本投稿にはストリッパー黒井ひとみ氏が登場する。普段私は「ひとみさん」と呼んでいるが、以下、文章の体裁も含めて「黒井ひとみ」と敬称略にて表記する。

解雇を告げられたのは6月24日(月)の朝だった。正確には1ヶ月前の5月末に「このままの勤務態度では契約更新できない」と解雇通告があり、6月の勤務態度によって継続か打ち切りかを決めるということだったが、結局上が下した決断は「打ち切り」だった。

「ふざけるな。私は飲食業界に丸9年も身を置いていて、解雇になるほど酷い勤務態度を取るなんてこと、私は金を積まれたって絶対しない」

私から言わせればこの解雇通告は言いがかりも甚だしかった。「改善もみられないし、私(店長)の指摘に聞く耳をもつ姿勢すらみられない」というのが今回の決め手らしいが、私がこれまでにどれだけ言いつけを守って、店舗の調理マニュアルに従って、指摘された勤務態度も、どれだけ自分の中で責任をもって向き合ってきたか……そう店長に詰め寄ろうとして、結局やめた。そう、どんなに自分が努力したと思っても、社会に出れば上司や上に付く人間の裁量が全て。私は黙って上の判断を承認し、その日の出勤をもって店を後にした。

片道約2時間の帰り道、電車のなかで私は人目もはばからず泣いた。頭痛と吐き気でその場に倒れこんでしまうのではないかと思ったほどだった。ただただ悔しかった。

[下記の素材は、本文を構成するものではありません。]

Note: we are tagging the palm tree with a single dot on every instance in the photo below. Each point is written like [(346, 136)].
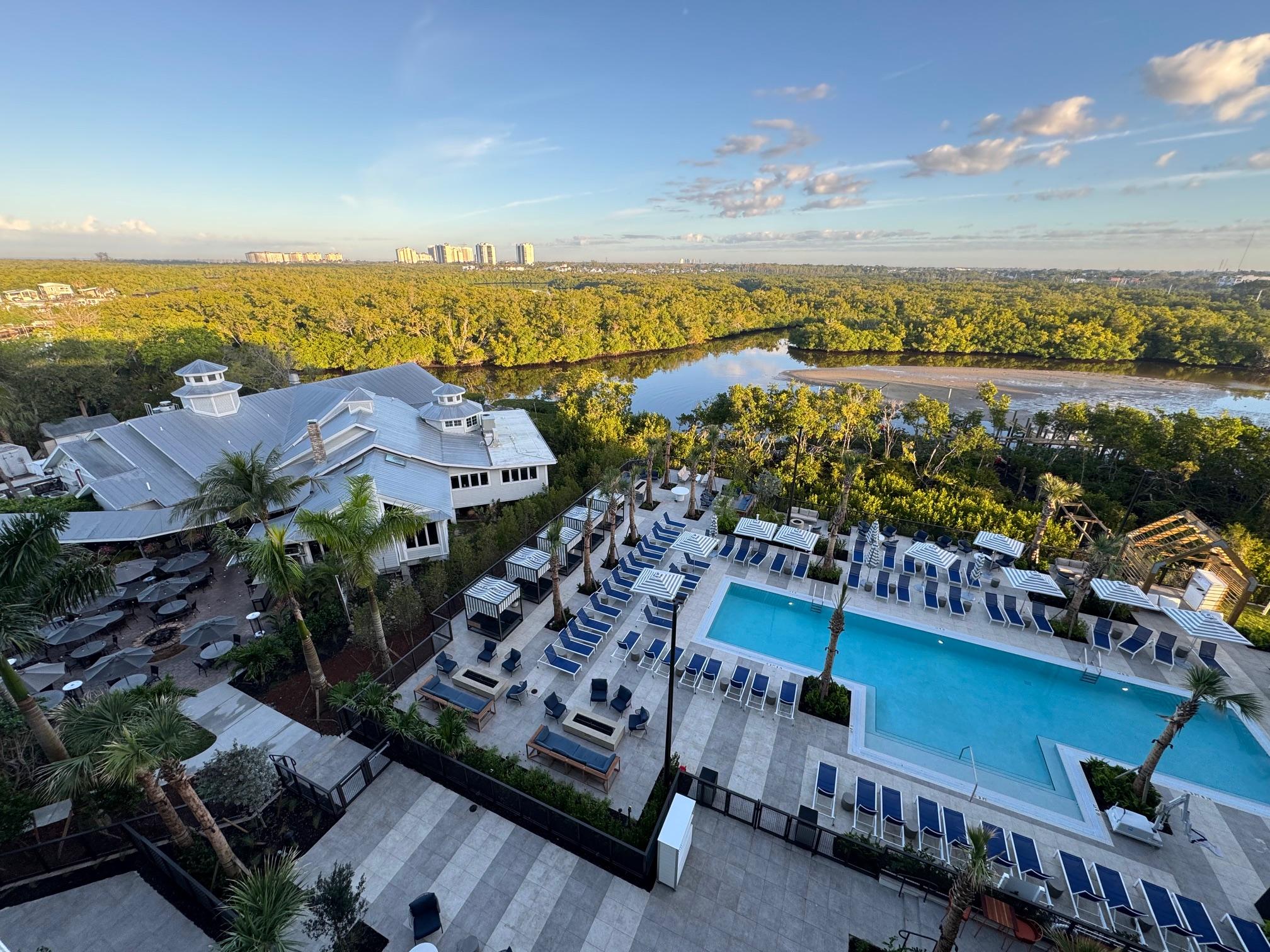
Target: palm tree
[(268, 560), (837, 622), (40, 578), (851, 465), (1055, 492), (87, 729), (1204, 684), (357, 535), (242, 487), (588, 526), (970, 883), (266, 904), (552, 538), (1104, 555)]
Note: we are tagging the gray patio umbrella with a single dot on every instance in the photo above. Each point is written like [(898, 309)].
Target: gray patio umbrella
[(164, 591), (219, 628), (121, 664), (134, 570), (185, 563)]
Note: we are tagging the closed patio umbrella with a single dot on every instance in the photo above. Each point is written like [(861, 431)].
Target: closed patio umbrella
[(121, 664)]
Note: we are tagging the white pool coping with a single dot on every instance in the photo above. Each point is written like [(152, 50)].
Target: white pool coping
[(1090, 823)]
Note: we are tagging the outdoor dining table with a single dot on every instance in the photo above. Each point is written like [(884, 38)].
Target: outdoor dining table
[(215, 650), (87, 653)]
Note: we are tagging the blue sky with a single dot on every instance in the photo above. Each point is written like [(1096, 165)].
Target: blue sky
[(1126, 135)]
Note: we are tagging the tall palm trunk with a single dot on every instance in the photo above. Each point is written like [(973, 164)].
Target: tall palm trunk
[(1180, 718), (32, 714), (382, 658), (174, 773), (181, 836)]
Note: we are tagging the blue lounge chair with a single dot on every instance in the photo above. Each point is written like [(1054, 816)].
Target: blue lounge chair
[(554, 706), (656, 620), (882, 587), (1137, 642), (653, 654), (1249, 933), (892, 815), (709, 676), (621, 700), (1011, 607), (865, 815), (993, 608), (667, 663), (625, 645), (930, 829), (902, 593), (1116, 897), (738, 683), (998, 851), (692, 669), (512, 662), (786, 700), (1164, 913), (562, 664), (1041, 620), (607, 611), (569, 645), (757, 696), (1208, 658), (826, 790), (1080, 887), (931, 596), (1029, 862)]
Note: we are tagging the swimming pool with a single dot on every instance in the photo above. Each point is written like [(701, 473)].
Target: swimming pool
[(932, 696)]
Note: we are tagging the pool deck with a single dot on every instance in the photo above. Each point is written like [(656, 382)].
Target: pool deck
[(775, 759)]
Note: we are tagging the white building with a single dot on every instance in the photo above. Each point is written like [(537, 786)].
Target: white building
[(426, 446)]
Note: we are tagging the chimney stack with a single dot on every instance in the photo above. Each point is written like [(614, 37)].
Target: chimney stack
[(315, 441)]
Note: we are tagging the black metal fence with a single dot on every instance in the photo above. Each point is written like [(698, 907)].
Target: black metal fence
[(913, 871)]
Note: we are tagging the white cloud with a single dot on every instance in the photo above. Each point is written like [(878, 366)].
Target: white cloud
[(976, 159), (804, 94), (1215, 72), (987, 125), (1067, 117)]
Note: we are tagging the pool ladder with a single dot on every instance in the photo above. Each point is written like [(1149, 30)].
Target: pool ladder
[(1092, 669)]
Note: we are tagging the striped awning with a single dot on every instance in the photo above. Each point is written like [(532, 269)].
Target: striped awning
[(1204, 625), (1000, 543), (489, 596), (529, 564), (756, 528), (655, 582), (796, 538), (695, 543), (1123, 593), (1029, 581)]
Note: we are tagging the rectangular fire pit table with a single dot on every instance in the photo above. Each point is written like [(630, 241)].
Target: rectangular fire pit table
[(598, 730), (478, 682)]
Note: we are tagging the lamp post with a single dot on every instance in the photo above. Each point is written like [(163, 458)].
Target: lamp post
[(798, 453)]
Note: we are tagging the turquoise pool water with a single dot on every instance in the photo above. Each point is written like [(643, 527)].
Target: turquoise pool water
[(932, 696)]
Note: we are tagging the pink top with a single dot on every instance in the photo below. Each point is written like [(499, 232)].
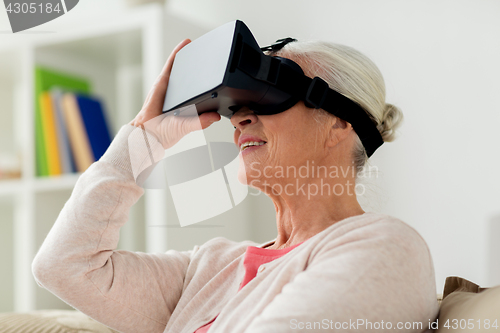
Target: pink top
[(254, 257)]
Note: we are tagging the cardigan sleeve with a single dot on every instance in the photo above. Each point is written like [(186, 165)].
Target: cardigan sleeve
[(370, 280), (79, 263)]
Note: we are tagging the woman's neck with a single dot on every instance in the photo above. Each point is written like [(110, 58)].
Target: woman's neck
[(299, 217)]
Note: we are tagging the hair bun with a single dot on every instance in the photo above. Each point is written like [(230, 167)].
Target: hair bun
[(391, 120)]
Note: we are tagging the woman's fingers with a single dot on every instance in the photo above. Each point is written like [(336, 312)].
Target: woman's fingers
[(160, 87), (153, 104)]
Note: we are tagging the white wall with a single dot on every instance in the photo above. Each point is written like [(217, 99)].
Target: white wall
[(440, 63)]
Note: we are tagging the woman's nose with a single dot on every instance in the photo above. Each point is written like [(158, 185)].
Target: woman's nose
[(243, 117)]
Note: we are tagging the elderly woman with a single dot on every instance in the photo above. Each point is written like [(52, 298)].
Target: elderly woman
[(331, 267)]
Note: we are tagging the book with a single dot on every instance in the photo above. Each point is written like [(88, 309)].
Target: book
[(95, 122), (45, 79), (50, 134), (77, 133), (65, 153)]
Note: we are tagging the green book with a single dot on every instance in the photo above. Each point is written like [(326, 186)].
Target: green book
[(45, 79)]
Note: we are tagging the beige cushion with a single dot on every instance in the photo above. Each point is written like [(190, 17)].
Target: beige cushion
[(51, 321), (468, 308)]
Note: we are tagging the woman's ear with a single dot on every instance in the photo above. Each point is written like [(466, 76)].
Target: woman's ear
[(339, 130)]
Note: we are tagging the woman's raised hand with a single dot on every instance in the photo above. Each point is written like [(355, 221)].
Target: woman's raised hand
[(166, 127)]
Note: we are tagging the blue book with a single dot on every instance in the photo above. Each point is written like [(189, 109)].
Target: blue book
[(95, 123)]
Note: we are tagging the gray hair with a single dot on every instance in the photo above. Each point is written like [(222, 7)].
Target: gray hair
[(355, 76)]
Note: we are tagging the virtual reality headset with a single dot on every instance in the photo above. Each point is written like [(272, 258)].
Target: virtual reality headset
[(225, 70)]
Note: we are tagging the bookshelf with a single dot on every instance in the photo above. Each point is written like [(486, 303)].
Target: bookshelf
[(121, 56)]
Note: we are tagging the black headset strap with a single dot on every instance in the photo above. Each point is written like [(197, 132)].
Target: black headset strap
[(314, 92)]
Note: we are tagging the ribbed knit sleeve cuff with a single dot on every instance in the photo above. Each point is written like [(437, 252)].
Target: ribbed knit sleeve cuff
[(134, 150)]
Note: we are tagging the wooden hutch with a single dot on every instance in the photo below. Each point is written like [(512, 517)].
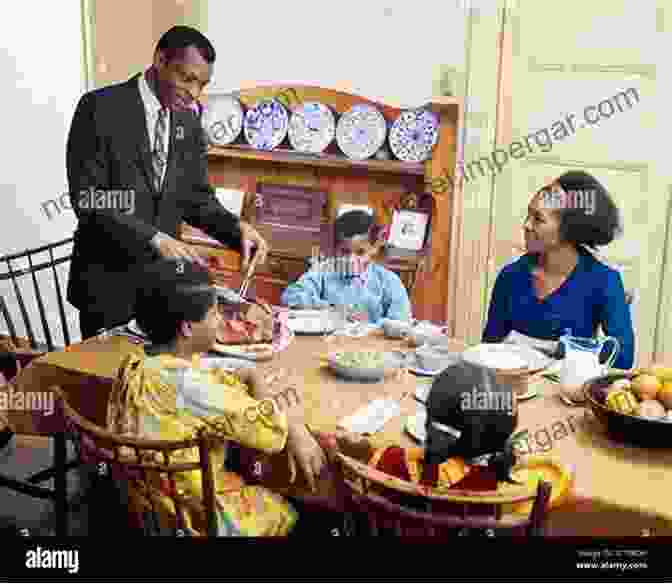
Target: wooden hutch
[(300, 196)]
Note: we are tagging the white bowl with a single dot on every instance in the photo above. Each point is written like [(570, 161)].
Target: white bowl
[(396, 329), (436, 357)]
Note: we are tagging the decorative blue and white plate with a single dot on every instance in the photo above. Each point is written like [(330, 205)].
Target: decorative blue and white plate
[(222, 119), (266, 124), (414, 135), (312, 127), (361, 132)]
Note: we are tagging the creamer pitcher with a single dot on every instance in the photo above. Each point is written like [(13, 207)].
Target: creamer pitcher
[(582, 362)]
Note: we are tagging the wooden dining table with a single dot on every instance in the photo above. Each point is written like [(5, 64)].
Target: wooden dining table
[(619, 490)]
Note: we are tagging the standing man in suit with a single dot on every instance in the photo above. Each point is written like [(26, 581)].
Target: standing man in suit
[(141, 143)]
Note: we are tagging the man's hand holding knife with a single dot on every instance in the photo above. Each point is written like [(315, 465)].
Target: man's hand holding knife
[(253, 249)]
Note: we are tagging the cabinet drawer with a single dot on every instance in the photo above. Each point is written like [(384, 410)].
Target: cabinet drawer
[(287, 206), (285, 269)]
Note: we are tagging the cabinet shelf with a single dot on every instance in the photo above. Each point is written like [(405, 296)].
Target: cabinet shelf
[(285, 156)]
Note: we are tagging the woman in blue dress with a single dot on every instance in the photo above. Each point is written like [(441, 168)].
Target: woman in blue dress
[(558, 285)]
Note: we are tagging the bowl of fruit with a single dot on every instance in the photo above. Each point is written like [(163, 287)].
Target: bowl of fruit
[(364, 365), (636, 406)]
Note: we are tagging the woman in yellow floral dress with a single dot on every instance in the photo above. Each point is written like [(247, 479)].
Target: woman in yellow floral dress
[(166, 395)]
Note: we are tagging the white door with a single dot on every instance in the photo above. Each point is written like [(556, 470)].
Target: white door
[(584, 82)]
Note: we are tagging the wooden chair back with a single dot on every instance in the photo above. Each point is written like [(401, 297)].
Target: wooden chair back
[(405, 509), (147, 463)]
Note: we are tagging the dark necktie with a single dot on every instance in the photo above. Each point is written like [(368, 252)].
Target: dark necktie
[(159, 154)]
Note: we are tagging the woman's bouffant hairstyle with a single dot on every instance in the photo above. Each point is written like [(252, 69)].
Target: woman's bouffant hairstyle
[(592, 227), (172, 292)]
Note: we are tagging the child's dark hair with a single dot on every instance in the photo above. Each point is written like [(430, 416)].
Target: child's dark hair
[(355, 223), (595, 228), (172, 292), (477, 431)]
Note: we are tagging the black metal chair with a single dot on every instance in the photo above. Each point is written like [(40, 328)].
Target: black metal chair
[(26, 265), (21, 267)]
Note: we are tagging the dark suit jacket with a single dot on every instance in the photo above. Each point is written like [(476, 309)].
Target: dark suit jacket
[(108, 148)]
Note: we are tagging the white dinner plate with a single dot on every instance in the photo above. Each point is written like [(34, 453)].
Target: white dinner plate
[(230, 364), (415, 425), (422, 391), (134, 328), (414, 367), (507, 356)]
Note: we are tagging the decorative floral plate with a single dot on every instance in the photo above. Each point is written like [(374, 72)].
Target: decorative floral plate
[(312, 127), (222, 119), (266, 124), (361, 132), (414, 134)]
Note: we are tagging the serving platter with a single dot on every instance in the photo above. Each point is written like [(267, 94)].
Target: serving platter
[(505, 356), (311, 322), (414, 135)]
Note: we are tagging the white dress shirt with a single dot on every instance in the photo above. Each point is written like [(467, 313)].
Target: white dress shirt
[(152, 107)]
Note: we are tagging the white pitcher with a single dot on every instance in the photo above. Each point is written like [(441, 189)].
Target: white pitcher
[(582, 362)]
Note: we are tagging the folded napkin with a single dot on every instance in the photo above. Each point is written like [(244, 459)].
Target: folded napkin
[(372, 417)]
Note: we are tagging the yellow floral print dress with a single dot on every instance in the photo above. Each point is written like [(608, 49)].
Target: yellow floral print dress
[(166, 398)]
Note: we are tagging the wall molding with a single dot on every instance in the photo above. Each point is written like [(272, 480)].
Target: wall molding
[(88, 12), (641, 169), (647, 71)]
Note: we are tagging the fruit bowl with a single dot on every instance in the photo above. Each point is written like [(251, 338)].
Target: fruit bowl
[(626, 427)]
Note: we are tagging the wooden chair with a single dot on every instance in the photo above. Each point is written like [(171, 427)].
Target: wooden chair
[(19, 271), (411, 512), (135, 460), (60, 465)]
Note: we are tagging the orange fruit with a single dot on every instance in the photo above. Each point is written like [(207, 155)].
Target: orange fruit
[(665, 395), (650, 409), (646, 387)]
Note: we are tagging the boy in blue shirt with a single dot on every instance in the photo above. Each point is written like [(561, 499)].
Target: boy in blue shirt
[(352, 277)]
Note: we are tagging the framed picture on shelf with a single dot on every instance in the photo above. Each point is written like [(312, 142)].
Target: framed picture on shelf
[(408, 230)]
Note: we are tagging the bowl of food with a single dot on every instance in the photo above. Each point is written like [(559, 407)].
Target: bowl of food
[(364, 365), (634, 407)]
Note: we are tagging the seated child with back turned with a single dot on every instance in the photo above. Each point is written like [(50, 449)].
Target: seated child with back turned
[(167, 395)]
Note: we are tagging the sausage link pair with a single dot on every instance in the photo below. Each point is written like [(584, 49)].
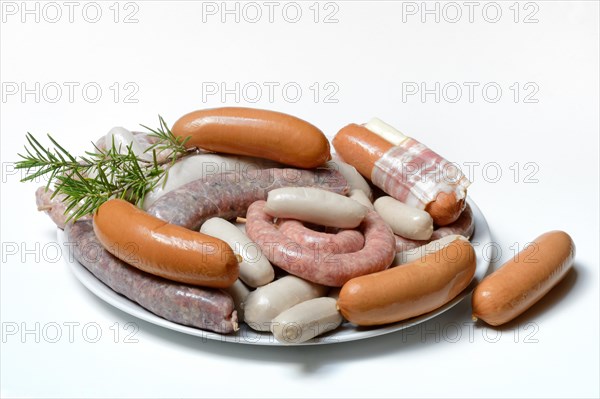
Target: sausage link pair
[(205, 308)]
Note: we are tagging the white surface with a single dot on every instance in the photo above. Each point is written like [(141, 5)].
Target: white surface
[(368, 54), (345, 333)]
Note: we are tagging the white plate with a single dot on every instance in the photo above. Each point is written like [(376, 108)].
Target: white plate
[(346, 332)]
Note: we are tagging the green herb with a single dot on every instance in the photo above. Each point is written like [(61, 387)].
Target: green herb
[(90, 180)]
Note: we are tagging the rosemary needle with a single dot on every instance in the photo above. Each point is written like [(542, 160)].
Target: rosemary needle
[(90, 180)]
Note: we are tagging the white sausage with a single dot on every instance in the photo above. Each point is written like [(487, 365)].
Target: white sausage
[(306, 320), (385, 131), (411, 255), (360, 197), (355, 179), (266, 302), (315, 205), (238, 292), (255, 269), (200, 166), (405, 220)]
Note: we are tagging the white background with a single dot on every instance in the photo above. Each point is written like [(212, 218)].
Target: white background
[(370, 56)]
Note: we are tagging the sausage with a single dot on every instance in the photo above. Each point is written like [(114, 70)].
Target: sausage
[(316, 206), (322, 268), (525, 279), (54, 207), (408, 290), (424, 250), (201, 166), (464, 226), (228, 195), (342, 242), (409, 171), (355, 180), (265, 303), (360, 197), (306, 320), (406, 221), (239, 292), (163, 249), (205, 308), (257, 133), (255, 269)]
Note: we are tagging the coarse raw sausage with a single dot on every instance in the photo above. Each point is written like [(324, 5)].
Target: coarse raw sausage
[(228, 195), (201, 166), (322, 268), (164, 249), (306, 320), (409, 290), (404, 170), (525, 279), (342, 242), (205, 308), (257, 133), (315, 205)]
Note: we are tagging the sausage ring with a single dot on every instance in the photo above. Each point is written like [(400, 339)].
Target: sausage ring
[(327, 269)]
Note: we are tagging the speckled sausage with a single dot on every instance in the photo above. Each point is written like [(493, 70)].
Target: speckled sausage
[(343, 242), (322, 268), (229, 195), (205, 308)]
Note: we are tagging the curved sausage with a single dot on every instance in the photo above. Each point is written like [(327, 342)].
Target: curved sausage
[(343, 242), (204, 308), (306, 320), (265, 303), (255, 269), (229, 195), (322, 268), (406, 221), (409, 290), (163, 249), (316, 206), (403, 171), (255, 132), (525, 279)]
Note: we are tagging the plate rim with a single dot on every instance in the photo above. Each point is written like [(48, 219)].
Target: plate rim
[(347, 333)]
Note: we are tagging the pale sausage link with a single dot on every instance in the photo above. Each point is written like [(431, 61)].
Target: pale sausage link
[(464, 226), (322, 268), (204, 308), (229, 195), (343, 242)]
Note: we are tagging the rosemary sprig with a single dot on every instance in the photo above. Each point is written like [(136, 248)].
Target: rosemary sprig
[(90, 180)]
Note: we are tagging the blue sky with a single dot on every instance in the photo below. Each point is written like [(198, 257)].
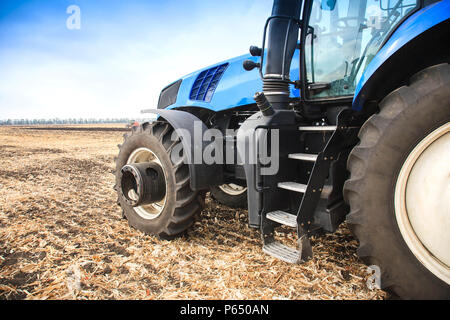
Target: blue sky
[(122, 56)]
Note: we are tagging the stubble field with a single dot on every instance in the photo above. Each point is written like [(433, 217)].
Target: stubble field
[(62, 236)]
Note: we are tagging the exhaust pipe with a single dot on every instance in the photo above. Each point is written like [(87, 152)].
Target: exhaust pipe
[(142, 183), (282, 42)]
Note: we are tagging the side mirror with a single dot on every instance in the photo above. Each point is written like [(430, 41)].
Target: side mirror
[(328, 5)]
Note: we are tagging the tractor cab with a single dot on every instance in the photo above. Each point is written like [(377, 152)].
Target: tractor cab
[(342, 38)]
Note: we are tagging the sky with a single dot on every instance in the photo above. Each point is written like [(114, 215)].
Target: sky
[(116, 60)]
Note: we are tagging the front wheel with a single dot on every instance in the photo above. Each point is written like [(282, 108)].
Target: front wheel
[(399, 188), (168, 206)]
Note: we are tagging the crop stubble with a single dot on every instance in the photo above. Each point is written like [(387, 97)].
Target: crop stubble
[(62, 236)]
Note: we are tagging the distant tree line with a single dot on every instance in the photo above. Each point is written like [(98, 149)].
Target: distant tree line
[(18, 122)]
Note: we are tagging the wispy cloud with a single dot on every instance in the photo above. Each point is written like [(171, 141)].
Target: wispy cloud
[(120, 59)]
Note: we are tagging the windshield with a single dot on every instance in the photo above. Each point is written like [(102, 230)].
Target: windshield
[(342, 40)]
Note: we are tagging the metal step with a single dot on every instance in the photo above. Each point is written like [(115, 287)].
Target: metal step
[(283, 218), (299, 187), (282, 252), (303, 156), (318, 128), (293, 186)]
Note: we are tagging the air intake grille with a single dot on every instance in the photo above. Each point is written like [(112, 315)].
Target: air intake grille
[(206, 83)]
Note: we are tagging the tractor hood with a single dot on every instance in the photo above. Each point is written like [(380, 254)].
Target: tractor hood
[(219, 87)]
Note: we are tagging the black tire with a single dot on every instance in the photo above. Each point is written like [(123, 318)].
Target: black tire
[(230, 200), (182, 204), (407, 115)]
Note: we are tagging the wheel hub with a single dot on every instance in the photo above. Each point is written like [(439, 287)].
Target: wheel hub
[(142, 183), (154, 209)]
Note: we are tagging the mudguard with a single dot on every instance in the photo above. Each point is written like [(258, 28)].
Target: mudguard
[(412, 27), (191, 129)]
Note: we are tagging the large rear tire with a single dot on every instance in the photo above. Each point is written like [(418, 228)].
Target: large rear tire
[(173, 215), (399, 188)]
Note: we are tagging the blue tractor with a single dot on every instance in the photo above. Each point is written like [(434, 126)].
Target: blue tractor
[(343, 114)]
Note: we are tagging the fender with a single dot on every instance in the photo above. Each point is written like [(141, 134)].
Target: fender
[(189, 127), (411, 29)]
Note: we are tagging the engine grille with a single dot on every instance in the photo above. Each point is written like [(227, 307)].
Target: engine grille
[(206, 83)]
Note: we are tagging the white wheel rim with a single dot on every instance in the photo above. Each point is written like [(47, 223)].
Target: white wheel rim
[(422, 202), (232, 189), (151, 211)]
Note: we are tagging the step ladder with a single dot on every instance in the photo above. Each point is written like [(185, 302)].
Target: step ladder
[(310, 194)]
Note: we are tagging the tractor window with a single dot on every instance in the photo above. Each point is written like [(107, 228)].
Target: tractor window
[(342, 40)]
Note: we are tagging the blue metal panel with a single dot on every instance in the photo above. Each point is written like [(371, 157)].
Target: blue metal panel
[(412, 27), (235, 88)]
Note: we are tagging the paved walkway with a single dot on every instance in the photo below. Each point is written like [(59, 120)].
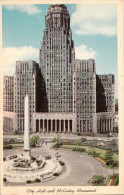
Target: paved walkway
[(79, 167)]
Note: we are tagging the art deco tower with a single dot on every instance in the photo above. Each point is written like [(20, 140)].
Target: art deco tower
[(56, 58)]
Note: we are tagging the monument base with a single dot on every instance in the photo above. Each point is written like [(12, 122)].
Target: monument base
[(27, 154)]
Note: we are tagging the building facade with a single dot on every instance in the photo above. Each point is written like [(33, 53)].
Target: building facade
[(28, 80), (105, 89), (8, 103), (84, 94), (65, 94), (56, 57)]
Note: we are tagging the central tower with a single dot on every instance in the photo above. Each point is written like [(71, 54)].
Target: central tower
[(56, 59)]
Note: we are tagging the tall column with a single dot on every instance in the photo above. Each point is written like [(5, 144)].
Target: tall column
[(39, 125), (68, 127), (59, 125), (51, 125), (109, 124), (26, 149), (43, 125), (64, 125), (47, 125), (55, 125)]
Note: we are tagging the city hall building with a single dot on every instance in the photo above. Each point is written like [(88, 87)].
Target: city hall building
[(65, 94)]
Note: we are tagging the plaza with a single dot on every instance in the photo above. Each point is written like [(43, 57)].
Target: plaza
[(79, 167)]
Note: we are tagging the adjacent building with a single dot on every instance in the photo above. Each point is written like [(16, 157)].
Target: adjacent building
[(105, 89), (65, 94), (8, 103), (56, 57), (84, 94), (28, 80)]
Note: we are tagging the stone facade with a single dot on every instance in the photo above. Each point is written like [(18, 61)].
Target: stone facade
[(54, 122), (84, 94), (104, 122), (56, 57)]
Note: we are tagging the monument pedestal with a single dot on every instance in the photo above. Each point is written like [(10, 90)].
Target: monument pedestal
[(27, 148), (26, 154)]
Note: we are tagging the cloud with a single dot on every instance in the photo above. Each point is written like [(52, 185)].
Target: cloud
[(29, 9), (12, 54), (83, 52), (95, 19)]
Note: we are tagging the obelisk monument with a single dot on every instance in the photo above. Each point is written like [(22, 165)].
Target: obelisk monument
[(26, 149)]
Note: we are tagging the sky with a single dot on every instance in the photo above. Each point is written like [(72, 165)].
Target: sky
[(94, 32)]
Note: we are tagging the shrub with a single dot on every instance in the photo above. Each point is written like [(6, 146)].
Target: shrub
[(78, 142), (37, 180), (61, 163), (56, 174), (8, 146), (116, 181), (28, 181), (98, 180), (4, 180)]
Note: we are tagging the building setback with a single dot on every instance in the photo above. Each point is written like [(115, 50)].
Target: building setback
[(28, 80), (84, 94), (56, 57), (105, 89), (65, 94), (8, 103)]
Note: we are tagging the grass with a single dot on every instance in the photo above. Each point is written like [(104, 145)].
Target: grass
[(17, 145), (100, 151)]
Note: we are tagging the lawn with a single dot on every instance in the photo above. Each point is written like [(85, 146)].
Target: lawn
[(100, 151)]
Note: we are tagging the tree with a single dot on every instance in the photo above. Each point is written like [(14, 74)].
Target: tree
[(113, 144), (98, 180), (93, 142), (109, 157), (34, 140), (78, 142), (114, 164)]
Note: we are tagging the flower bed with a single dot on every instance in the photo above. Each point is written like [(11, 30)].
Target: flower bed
[(111, 182), (101, 159)]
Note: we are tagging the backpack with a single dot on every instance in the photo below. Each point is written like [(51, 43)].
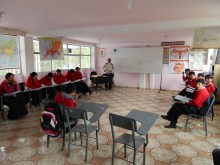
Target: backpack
[(52, 120)]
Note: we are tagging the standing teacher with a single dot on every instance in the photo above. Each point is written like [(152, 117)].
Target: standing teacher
[(109, 71)]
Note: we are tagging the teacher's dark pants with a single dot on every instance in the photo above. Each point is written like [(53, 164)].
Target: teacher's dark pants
[(178, 109)]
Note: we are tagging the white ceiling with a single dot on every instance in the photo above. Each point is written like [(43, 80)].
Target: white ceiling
[(147, 22)]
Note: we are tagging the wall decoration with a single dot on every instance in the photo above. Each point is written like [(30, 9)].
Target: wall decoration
[(206, 38), (9, 52), (178, 59), (198, 58), (166, 55), (51, 49), (101, 52)]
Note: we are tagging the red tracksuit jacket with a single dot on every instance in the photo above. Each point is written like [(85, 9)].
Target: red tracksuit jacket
[(199, 97), (58, 79), (30, 83), (45, 81)]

6月27日(木)、私はライブシアター栗橋にいた。目的は私の推し「黒井ひとみ」がホームに立つ姿を、この目に焼き付けるためだ。もともとこの6結に栗橋を訪れる予定だったが、去る6月11日に突然の閉館を告げるニュースがあり、その瞬間から私は何が何でも栗橋へ向かうことを心に決めていたのだった。

さて、この日最も心を動かされたのは1回目「成せないことに慣れてしまうなよ」だった。……いや、その後の反戦歌3部作にも圧倒されたのだが、その日の傷ついた心に一筋の光を与えてくれたのは初回の新作だった、ということである。

冒頭の、主人公がとある姐さんに電話をかける場面。「本当は向いてない」「でも諦めきれない」といった旨の言葉が流れた後、シルクの練習をしている黒井ひとみがステージに現れる。その表情は、いつも客席から拝見している柔和なものではなかった。とても厳しく、険しい、何かが胸のなかでまとまっていないような、そんな顔つきだった。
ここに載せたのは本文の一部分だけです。